I am not saying, of course, that the King will not get married before he takes the throne. It is quite possible that he may choose to marry. But there is no reason why his not being married could stop him from ascending to the throne or issuing royal decrees.
I hope that this will make it clear just how damaging it can be when the media gives space to every uninformed opinion. While matters of the Royal Family are of public interest, it is unfair to allow anyone and everyone to dictate what the Royal Family should do.
I also note a report this morning in The Witness stating that the Minister of Police, the Hon. Minister Bheki Cele, and former President Jacob Zuma are allegedly mediating what is said to be a conflict in the Royal Family. The Witness claims that they are doing so on instruction from “the ANC top brass”.

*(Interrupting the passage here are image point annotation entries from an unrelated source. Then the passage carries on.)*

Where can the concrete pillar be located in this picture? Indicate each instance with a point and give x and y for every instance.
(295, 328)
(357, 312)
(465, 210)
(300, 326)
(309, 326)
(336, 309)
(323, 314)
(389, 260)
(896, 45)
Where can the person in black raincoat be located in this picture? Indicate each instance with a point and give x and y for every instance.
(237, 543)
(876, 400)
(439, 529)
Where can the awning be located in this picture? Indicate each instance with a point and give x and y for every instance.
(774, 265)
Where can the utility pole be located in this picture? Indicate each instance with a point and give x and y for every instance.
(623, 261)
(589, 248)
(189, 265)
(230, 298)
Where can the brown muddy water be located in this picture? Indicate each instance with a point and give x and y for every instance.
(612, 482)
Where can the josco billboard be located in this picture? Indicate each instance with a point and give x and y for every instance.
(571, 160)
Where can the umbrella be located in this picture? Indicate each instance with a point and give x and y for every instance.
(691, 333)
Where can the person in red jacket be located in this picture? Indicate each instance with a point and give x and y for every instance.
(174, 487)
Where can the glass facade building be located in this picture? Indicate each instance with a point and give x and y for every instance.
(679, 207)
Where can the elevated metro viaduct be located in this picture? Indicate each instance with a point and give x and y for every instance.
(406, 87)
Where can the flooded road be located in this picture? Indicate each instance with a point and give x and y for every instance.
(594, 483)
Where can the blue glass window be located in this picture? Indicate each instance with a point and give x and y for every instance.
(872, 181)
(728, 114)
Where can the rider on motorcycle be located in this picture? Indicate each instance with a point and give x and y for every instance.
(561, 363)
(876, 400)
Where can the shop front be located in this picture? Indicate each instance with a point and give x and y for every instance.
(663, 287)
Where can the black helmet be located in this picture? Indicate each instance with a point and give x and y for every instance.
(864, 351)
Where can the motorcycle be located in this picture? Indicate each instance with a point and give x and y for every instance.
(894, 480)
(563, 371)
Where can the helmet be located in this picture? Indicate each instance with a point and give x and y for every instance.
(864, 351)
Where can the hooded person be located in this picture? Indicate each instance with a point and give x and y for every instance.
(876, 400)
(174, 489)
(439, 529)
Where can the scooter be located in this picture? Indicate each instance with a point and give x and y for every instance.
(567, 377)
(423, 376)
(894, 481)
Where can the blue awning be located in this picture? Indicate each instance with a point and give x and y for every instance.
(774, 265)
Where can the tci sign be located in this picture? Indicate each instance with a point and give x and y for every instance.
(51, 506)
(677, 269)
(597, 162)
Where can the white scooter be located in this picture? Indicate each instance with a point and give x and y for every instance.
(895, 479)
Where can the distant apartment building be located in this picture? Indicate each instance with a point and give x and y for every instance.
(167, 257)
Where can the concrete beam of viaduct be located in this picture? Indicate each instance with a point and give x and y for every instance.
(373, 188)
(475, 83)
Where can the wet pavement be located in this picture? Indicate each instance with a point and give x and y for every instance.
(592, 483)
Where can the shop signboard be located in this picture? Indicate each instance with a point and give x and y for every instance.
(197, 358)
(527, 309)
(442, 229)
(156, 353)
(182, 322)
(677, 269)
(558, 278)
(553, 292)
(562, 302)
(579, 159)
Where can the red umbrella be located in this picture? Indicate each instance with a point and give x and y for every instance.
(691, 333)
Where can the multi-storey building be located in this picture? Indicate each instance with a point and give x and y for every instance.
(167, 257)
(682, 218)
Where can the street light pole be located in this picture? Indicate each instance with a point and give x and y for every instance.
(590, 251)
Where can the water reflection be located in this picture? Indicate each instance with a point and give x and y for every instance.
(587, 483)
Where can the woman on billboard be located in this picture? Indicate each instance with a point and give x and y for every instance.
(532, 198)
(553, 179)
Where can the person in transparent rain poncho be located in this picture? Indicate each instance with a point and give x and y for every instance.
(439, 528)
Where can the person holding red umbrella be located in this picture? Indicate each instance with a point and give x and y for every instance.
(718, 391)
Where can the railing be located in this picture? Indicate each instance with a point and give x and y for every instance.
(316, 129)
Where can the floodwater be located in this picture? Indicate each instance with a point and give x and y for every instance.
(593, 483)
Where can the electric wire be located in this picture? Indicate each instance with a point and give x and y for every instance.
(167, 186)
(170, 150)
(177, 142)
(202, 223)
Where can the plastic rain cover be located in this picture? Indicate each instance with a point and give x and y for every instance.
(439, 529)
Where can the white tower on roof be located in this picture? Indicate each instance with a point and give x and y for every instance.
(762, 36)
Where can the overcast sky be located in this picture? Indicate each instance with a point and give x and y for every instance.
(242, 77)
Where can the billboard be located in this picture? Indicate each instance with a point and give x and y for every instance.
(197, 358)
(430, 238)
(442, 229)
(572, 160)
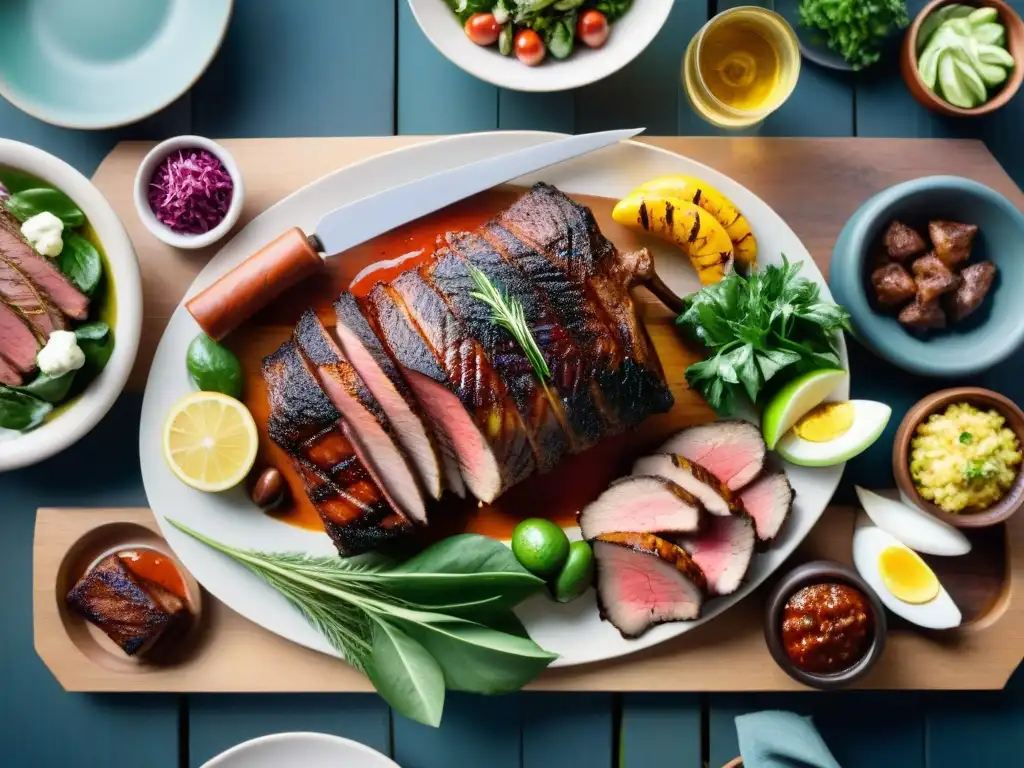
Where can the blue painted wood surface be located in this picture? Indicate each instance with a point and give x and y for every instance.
(301, 68)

As far as His Majesty the King and the Royal Family are concerned, mediation is unnecessary. Following His Majesty the King’s appointment last Friday, the Honourable Premier of KwaZulu-Natal and the Honourable Minister of Cooperative Governance and Traditional Affairs approached me with an offer to mediate in the Royal Family. I advised that I would take this matter to His Majesty the King.
Upon consultation with His Majesty, both he and the Queen Mother, Queen Mayvis (maZungu) asked that I thank the Premier and the Minister for their offer, but that at the moment they feel quite able to sort out their own problems without seeking any outside help. I conveyed this to the Premier, and His Majesty the King spoke to the Premier as well, on my phone.
Perhaps having read the statement by Prince Simakade Zulu, it will be clear now that there is no dispute at present over the throne. While Prince Simakade was posed in the media as a contender to the throne, he, like all of us, welcomes the reign of His Majesty King Misuzulu kaZwelithini.